Thursday, November 18, 2010

William Tell

"I say not but that he deserved death," replied the Landamman; "but for your own sake and for ours, you should have forborne him till the Duke's pleasure was known."


"What tell you us of the Duke?" answered Laurenz Neipperg, the same blue cavalier whom Arthur had seen at the secret rendezvous of the Balese youth, in company with Rudolph,—" Why talk you of Burgundy to us, who are none of his subjects? The Emperor, our only rightful lord, had no title to pawn the town and fortifications of La Ferette, being as it is a dependency of Bale, to the prejudice of our free city. He might have pledged the revenue indeed] and supposing him to have done so, the debt has been paid twice over by the exactions levied by yonder oppressor, who has now received his due. But pass on, Landamman of Uuterwalden. If our actions displease you, abjure them at the footstool of the Duke of Burgundy; but, in doing so, abjure the memory of William Tell, and Staufbacher, of Furst, and Melchtal, the fathers of Swiss freedom."
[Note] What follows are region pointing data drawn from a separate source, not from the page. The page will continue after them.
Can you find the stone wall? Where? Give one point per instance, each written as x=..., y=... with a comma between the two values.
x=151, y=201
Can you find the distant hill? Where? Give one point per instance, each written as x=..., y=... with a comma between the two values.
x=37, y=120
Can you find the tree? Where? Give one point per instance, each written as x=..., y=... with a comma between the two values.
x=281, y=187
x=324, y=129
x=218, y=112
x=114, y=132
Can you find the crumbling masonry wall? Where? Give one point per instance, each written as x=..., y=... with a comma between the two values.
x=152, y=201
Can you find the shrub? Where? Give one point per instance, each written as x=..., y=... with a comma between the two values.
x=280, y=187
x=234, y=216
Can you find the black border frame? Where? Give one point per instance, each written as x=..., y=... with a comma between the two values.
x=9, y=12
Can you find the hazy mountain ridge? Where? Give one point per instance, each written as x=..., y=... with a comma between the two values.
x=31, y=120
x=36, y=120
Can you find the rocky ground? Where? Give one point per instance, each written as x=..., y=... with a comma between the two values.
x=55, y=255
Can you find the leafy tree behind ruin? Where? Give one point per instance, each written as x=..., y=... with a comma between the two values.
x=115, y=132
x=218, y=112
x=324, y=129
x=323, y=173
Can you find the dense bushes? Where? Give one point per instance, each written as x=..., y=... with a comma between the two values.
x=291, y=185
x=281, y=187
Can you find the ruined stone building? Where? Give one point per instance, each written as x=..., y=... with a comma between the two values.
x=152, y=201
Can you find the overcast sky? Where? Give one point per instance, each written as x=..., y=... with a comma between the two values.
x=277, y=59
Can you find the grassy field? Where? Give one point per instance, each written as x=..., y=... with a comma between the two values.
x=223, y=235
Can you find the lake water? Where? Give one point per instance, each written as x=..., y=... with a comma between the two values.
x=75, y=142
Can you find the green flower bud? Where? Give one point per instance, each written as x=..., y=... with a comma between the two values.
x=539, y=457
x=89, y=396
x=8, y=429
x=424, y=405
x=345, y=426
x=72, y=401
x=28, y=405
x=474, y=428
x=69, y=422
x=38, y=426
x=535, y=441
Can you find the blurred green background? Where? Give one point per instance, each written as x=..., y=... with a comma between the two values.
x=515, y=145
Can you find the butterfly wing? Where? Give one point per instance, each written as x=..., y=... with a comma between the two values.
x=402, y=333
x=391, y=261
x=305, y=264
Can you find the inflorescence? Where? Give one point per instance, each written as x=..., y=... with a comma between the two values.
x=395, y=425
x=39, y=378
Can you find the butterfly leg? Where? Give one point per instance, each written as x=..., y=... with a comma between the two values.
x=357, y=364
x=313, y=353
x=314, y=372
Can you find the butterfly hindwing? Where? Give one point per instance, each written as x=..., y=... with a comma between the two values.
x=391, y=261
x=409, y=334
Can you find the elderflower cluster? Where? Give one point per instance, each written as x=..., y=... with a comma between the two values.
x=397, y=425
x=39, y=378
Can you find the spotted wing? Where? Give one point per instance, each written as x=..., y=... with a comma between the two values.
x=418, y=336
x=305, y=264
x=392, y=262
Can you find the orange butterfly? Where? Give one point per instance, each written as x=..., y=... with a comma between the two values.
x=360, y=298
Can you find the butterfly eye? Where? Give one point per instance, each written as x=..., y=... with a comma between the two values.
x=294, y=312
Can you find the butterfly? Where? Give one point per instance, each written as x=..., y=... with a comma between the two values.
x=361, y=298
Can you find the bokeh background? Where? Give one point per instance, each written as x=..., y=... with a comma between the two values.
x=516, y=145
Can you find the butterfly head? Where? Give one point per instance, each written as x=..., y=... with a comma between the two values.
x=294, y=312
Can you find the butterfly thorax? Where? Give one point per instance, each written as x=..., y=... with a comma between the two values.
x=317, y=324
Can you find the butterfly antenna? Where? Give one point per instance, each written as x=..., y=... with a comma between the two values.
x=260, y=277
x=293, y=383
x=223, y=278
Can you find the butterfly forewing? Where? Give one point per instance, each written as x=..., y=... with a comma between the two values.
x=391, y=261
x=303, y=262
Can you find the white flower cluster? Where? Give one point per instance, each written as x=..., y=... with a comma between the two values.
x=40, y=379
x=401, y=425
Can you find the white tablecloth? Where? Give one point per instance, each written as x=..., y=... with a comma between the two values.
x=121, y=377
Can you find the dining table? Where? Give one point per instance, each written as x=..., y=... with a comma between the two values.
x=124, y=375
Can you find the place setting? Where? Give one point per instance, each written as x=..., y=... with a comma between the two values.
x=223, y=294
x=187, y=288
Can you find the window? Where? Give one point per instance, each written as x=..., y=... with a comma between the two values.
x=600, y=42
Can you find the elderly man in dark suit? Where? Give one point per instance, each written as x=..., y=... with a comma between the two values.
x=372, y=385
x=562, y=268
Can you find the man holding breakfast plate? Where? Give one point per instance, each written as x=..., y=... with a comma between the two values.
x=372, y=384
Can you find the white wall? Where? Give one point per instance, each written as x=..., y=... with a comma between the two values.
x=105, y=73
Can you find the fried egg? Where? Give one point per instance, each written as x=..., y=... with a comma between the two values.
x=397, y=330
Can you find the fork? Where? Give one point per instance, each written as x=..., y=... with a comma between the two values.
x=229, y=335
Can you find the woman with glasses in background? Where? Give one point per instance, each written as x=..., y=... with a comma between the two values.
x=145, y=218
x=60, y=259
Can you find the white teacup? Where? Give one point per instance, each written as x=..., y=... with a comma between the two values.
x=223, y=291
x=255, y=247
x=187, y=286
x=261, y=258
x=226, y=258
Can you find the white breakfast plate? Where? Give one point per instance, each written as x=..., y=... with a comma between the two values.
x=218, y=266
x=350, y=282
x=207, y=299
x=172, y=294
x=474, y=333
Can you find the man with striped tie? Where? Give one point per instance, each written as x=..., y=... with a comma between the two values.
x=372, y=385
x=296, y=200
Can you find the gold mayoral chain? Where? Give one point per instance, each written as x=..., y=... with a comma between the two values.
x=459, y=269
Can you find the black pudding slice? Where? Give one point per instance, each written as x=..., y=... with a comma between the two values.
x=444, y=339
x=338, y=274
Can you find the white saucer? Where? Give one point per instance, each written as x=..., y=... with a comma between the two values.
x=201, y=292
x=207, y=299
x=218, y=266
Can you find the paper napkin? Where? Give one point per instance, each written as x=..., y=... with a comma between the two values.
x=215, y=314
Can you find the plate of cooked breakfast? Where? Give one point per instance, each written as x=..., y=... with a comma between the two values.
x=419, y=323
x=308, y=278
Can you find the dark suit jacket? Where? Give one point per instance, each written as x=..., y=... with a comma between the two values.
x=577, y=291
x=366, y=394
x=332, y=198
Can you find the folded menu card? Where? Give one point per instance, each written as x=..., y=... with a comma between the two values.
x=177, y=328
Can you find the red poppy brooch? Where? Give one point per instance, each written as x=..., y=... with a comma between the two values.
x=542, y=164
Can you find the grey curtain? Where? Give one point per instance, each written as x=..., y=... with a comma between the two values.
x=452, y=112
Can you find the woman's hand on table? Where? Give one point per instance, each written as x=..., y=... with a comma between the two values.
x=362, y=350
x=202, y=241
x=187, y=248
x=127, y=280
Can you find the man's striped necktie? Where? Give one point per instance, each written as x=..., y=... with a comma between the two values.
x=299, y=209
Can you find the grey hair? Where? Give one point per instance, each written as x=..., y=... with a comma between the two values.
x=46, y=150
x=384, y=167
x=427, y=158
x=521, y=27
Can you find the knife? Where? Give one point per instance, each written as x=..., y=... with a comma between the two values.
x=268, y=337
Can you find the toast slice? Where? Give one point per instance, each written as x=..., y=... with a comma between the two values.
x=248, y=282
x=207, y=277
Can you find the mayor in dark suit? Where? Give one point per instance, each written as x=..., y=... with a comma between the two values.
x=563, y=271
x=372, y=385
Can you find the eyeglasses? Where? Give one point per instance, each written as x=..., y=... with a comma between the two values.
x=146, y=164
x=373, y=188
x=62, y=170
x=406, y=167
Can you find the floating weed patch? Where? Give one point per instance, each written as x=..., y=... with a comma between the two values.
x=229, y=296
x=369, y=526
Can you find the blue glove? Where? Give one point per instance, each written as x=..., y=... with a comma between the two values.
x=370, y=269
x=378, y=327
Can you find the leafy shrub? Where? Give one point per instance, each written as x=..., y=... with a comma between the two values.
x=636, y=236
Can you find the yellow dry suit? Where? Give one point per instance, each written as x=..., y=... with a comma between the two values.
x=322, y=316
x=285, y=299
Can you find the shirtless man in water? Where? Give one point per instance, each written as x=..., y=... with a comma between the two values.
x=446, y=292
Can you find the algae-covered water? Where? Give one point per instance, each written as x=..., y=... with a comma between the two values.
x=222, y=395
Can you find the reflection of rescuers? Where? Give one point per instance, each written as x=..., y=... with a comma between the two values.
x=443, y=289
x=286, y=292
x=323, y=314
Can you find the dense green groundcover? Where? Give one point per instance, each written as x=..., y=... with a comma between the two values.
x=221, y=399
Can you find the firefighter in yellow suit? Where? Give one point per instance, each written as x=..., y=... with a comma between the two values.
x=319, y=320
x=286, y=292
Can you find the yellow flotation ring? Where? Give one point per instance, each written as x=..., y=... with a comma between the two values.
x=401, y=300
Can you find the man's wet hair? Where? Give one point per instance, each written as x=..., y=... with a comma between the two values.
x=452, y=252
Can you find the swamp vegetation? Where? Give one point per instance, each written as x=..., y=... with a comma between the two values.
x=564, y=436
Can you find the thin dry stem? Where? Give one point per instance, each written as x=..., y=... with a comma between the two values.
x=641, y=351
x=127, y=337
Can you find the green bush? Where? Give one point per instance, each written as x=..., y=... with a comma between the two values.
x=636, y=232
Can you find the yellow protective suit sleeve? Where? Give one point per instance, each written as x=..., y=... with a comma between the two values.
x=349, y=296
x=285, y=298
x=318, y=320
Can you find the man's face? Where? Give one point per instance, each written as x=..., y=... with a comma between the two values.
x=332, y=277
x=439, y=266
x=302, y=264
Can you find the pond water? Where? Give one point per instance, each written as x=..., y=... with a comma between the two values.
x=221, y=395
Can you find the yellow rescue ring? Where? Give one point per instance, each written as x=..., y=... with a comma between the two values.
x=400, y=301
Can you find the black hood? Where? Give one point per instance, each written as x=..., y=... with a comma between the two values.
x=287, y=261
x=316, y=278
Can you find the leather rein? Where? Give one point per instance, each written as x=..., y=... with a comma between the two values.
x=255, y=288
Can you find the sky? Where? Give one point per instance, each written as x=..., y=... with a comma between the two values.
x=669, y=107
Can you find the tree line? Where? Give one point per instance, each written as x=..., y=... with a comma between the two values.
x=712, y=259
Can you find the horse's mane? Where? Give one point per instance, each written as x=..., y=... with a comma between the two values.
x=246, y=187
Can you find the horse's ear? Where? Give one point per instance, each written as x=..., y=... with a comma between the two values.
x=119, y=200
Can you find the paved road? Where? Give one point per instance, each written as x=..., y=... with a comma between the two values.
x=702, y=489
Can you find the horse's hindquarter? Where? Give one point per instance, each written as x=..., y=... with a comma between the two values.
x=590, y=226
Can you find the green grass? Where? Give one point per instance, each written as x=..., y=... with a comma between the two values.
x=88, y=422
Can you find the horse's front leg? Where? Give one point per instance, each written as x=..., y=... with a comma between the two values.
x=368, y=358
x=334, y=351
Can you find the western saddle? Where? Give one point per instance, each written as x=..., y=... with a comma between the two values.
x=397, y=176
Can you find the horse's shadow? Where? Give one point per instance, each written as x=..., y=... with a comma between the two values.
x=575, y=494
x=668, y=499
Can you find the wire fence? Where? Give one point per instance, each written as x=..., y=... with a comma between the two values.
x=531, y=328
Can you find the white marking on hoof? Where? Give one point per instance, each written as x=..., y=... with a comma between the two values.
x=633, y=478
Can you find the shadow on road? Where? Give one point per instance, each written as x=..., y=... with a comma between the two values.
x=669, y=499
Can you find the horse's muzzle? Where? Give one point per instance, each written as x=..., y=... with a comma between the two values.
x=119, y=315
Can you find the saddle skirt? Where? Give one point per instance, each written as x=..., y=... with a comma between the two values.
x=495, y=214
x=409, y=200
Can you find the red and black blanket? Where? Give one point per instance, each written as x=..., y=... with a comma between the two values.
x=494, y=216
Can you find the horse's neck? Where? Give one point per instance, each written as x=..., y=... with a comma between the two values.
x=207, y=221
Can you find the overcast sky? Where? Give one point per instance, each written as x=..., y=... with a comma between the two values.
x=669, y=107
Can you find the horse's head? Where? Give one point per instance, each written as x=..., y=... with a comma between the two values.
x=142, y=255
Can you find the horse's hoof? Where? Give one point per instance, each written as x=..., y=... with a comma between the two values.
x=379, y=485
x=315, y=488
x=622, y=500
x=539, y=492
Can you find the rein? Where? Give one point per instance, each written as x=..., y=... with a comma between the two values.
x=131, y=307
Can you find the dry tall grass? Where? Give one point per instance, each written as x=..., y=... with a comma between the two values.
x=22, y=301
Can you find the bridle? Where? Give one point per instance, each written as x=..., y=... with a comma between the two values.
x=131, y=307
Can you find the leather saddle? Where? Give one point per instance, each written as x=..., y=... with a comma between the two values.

" You speak truth," said the Landamman; " but it is in an ill-chosen and unhappy time. Patience would have remedied your evils, which none felt more deeply, or would have redressed more willingly, than I. But O, imprudent young man, you have thrown aside the modesty of your age, and the subjection you owe to your elders. William Tell and his brethren were men of years and judgment, husbands and fathers, having a right to be heard in council, and to be foremost in action. Enough —I leave it with the fathers and senators of your own city, to acknowledge or to reprove your actions. —But you, my friends,—you, Banneret of Berne,— you, Rudolph,—above all, you, Nicholas Bonstetten, my comrade and my friend, why did you not take this miserable man under your protection? The action would have shown Burgundy, that we were slandered by those who have declared us desirous of seeking a quarrel with him, or of inciting his subjects to revolt. Now, all these prejudices will be confirmed in the minds of men, naturally more tenacious of evil impressions than of those which are favourable."
 
The Swiss set "Anne of Geierstein" is an appropriate place for Walter Scott to bring in Swiss patriot William Tell.  November 18, 1307, is considered the date when he famously sent an arrow through an apple sitting atop his son's head.